À Canberra, capitale de l’Australie située dans le Territoire de la capitale australienne, une proposition de réforme législative suscite de vifs débats. Le gouvernement envisage de rendre obligatoire un minimum de trois heures d’interaction quotidienne entre les propriétaires et leurs chiens, dans le but de garantir leur bien-être émotionnel et mental.
Une loi pour des chiens « socialement épanouis »
Cette réforme fait partie d’un projet plus large visant à remplacer le Code de pratique pour le bien-être des chiens de 2010, jugé dépassé par les autorités locales et les défenseurs des droits des animaux. La proposition est ouverte à consultation publique jusqu’au 22 août 2025.
Selon Rhiannon Kwateng, porte-parole de la RSPCA Australia, cette initiative s’appuie sur des données scientifiques de plus en plus nombreuses. Elle déclare : « Les chiens sont des animaux profondément sociaux ; ils ressentent des émotions complexes et ont besoin de stimulation mentale autant que de nourriture ou d’un abri. »
Le texte prévoit également l’interdiction de l’ablation des cordes vocales, une pratique parfois utilisée pour empêcher les aboiements, ainsi qu’une réglementation plus stricte sur l’usage des laisses extensibles, jugées dangereuses dans certaines situations urbaines.
Une reconnaissance juridique de la sensibilité animale
Cette proposition s’inscrit dans la continuité d’une politique pionnière adoptée en 2019 dans le Territoire de la capitale australienne, où les animaux sont reconnus légalement comme des êtres sensibles. Le territoire avait déjà interdit certaines formes d’élevage intensif, et introduit des amendes sévères en cas de maltraitance ou de négligence.
Le ministère des Services urbains et de l’environnement du Territoire affirme que la réforme vise à aligner la législation sur les dernières connaissances en matière de bien-être animal.
Une proposition jugée irréaliste par une partie de la population
Mais la mesure divise fortement. Pour de nombreux citoyens et commentateurs, elle semble excessive, voire inapplicable dans la vie quotidienne. Certains s’interrogent sur la faisabilité pratique d’un tel contrôle :
« Faudra-t-il sortir le chien pendant trois heures ou simplement être dans la même pièce ? Qui va mesurer le temps ? Et que faire des personnes qui travaillent à temps plein ? », s’interroge un habitant de Canberra.
Une autre résidente va plus loin en dénonçant une hiérarchie des priorités inadaptée : « Est-ce qu’ils se soucient autant du contact humain pour les sans-abri ? »

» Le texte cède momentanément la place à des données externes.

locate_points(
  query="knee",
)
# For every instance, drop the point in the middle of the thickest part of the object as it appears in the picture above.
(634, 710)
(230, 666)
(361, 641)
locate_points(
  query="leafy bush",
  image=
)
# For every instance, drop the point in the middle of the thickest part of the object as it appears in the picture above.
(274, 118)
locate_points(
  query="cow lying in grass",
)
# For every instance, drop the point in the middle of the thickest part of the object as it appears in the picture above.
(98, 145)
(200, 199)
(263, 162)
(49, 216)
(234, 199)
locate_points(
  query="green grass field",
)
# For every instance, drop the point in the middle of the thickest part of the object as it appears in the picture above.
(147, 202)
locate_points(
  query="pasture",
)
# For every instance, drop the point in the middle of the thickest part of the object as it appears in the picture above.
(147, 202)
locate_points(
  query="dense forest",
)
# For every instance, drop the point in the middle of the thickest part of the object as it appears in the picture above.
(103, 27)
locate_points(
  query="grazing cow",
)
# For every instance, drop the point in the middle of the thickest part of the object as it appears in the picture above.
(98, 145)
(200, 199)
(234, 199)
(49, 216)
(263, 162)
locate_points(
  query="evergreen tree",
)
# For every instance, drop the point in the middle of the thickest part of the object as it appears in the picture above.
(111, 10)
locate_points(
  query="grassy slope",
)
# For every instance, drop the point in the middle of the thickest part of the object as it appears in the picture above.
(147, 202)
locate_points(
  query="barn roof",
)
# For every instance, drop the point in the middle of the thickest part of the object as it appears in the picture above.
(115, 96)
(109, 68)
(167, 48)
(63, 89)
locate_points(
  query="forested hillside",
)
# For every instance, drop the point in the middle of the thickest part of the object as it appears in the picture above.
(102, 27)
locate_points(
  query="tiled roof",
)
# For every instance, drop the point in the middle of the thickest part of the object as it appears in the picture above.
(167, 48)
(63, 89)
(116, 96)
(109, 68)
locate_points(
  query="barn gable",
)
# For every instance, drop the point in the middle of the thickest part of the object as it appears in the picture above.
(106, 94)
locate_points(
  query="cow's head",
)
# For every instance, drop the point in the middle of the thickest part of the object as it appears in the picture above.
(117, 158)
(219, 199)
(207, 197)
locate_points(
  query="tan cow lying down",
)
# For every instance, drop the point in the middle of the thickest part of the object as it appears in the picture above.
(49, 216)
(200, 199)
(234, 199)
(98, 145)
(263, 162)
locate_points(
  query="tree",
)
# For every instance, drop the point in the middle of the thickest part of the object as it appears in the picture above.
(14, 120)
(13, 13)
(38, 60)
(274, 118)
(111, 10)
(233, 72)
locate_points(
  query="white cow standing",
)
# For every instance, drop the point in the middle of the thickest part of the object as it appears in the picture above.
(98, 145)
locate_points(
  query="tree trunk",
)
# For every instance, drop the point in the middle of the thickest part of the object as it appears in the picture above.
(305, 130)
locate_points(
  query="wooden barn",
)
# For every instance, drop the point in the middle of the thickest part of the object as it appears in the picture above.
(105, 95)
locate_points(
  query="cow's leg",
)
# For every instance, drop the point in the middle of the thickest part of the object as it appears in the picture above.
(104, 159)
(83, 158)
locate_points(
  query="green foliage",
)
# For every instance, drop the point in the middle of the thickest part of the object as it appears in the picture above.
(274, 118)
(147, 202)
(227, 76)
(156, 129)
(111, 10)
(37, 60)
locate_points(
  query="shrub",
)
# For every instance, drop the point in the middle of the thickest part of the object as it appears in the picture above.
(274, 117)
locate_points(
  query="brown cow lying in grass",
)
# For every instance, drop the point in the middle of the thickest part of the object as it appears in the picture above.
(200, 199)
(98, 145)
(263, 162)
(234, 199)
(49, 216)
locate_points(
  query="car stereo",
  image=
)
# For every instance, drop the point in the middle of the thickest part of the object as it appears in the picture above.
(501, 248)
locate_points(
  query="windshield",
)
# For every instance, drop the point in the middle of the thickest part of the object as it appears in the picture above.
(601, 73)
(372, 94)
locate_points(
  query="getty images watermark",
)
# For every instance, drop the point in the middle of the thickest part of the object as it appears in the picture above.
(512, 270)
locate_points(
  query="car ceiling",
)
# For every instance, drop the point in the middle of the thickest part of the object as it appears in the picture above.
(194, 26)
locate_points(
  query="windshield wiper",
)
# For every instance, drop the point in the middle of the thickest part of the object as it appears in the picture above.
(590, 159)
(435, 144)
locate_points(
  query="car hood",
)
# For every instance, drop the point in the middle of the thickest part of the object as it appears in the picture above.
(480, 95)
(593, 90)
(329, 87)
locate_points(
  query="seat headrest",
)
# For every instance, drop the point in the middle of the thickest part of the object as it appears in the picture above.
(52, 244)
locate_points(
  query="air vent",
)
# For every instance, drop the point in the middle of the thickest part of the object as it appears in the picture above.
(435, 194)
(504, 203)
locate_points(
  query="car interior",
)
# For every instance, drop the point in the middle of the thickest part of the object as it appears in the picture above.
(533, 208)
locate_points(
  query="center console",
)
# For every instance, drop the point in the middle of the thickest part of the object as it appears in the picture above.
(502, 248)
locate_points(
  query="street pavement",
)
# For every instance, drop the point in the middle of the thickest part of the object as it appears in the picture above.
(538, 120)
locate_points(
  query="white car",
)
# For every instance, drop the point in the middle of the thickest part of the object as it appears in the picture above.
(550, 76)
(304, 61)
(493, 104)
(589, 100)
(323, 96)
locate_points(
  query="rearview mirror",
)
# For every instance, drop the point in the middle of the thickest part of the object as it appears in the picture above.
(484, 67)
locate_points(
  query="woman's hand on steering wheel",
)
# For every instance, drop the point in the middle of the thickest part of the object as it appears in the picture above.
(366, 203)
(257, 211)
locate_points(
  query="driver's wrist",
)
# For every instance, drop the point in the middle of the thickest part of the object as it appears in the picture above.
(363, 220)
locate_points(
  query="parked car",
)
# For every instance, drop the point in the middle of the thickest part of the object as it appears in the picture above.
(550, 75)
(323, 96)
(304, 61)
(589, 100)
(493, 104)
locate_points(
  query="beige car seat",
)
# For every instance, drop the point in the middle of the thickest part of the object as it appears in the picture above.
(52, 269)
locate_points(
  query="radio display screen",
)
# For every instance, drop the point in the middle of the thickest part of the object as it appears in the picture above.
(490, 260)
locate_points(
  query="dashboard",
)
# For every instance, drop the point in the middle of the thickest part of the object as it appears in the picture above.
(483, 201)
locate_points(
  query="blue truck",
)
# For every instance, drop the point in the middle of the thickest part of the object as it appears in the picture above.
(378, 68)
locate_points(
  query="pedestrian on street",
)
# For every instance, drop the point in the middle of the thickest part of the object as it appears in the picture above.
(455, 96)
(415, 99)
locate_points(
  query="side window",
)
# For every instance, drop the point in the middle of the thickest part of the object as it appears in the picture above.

Les opposants à la réforme estiment que le gouvernement ferait mieux de concentrer ses efforts sur des problèmes sociaux plus urgents, comme le logement, la santé mentale ou le coût de la vie.
Vers un cadre plus strict pour tous les propriétaires d’animaux
Les partisans de la loi rétorquent que ce type de législation pourrait devenir un modèle national. Certaines associations de protection animale, comme Animal Defenders Office et Voiceless, appellent à une réforme structurelle du droit des animaux à travers l’Australie, dans un pays où plus de 40 % des foyers possèdent au moins un chien.
La consultation publique est toujours en cours, et les résultats pourraient entraîner des modifications importantes du texte. S’il est adopté, Canberra deviendrait l’une des premières juridictions au monde à imposer un temps minimum d’interaction quotidienne obligatoire entre humains et chiens.